Engelli vatandaşların sosyal yaşama daha fazla adapte olabilmeleri için, öncelikle engelli vatandaşların sahip oldukları hakları mutlaka bilmeleri gerektiğini ifade eden Yeşilboğaz, “Mersin Barosu Engelli Hakları Merkezi, hayata geçireceğimiz projelerimiz arasında önemli yer tutuyor. Kadın ve Çocuk Hakları Merkezimiz ile nasıl kadınlarımızın ve çocuklarımızın yanındaysak, onların haklarını en etkin bir şekilde korumak ve savunmak için mücadele ediyorsak, kuracağımız Engelli Hakları Merkezi ile engelli vatandaşlarımızın haklarını daha etkin savunacağız, her daim yanlarında olacağız. Onlara yönelik eğitimler ve farkındalık çalışmaları yapacağız. Kentte engellilere yönelik fiziki düzenlemelerin yanı sıra, sosyal ve kültürel faaliyetlerde daha çok yer almalarına öncülük edeceğiz. Kentimizdeki engelli derneklerinin temsilcileri ile bir araya gelerek, onların da talepleri doğrultusunda çözüm odaklı çalışmalar yürüterek, engelli vatandaşlarımızın sesi olacağız. Engelli vatandaşlarımız, sahip olduğu hakların yasal statüye kavuşmasını istiyor. Biz de Mersin Barosu olarak, onların beklemiş olduğu bu yasal düzenlemelerin takipçisi olacağız ” diye konuştu.
“ENGELLİ VATANDAŞLARIN SORUNLARININ ÇÖZÜMÜ, ÇAĞDAŞ TOPLUM OLMANIN GEREĞİDİR”

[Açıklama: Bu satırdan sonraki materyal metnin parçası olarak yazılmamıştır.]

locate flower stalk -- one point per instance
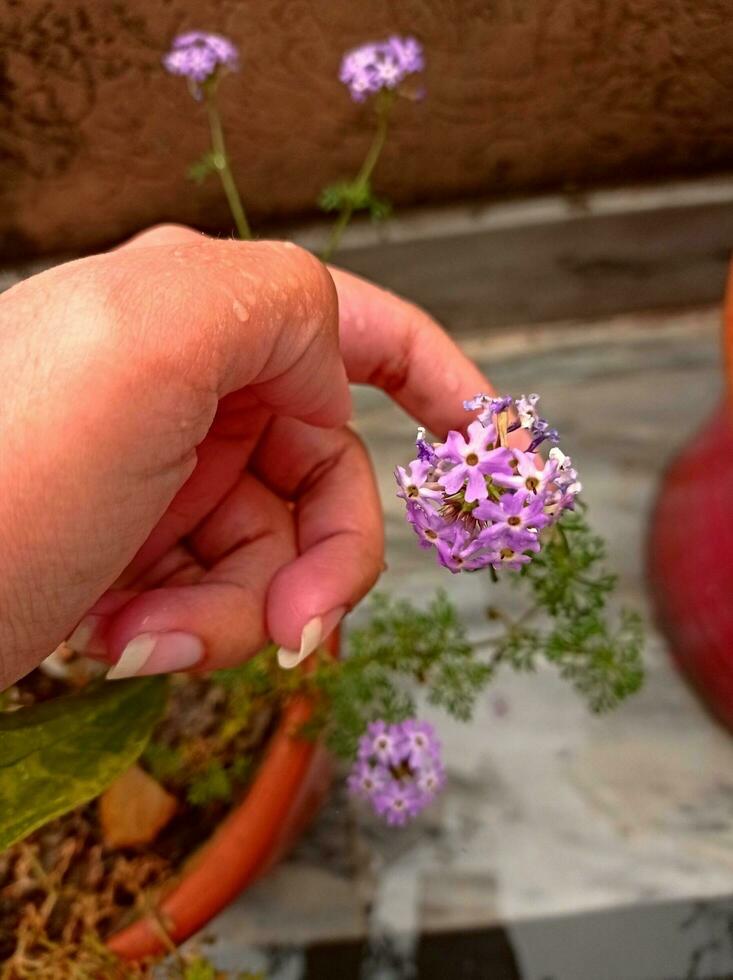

Engelli vatandaşların ve ailelerinin yaşamış oldukları sorunların, toplumun ve tüm insanların ortak sorunu olduğunu belirten Bilgin Yeşilboğaz, “Engelli kişiler de herkes gibi, toplumdan soyutlanmadan onurlu bir yaşamı hak etmektedir. Engelli vatandaşlarımızın toplumsal yaşamdan kopmadan hayatlarını sürdürmeleri için meslek edinip üretken hale gelmesi, sağlık, eğitim, ulaşım ve rehabilitasyon başta olmak üzere tüm ihtiyaçlarının karşılanması hepimizin ortak sorumluluğudur. Onların sorunlarına bulacağımız çözümler, insana ve topluma duyulan saygının ve çağdaş toplum olmanın gereğidir” şeklinde konuştu.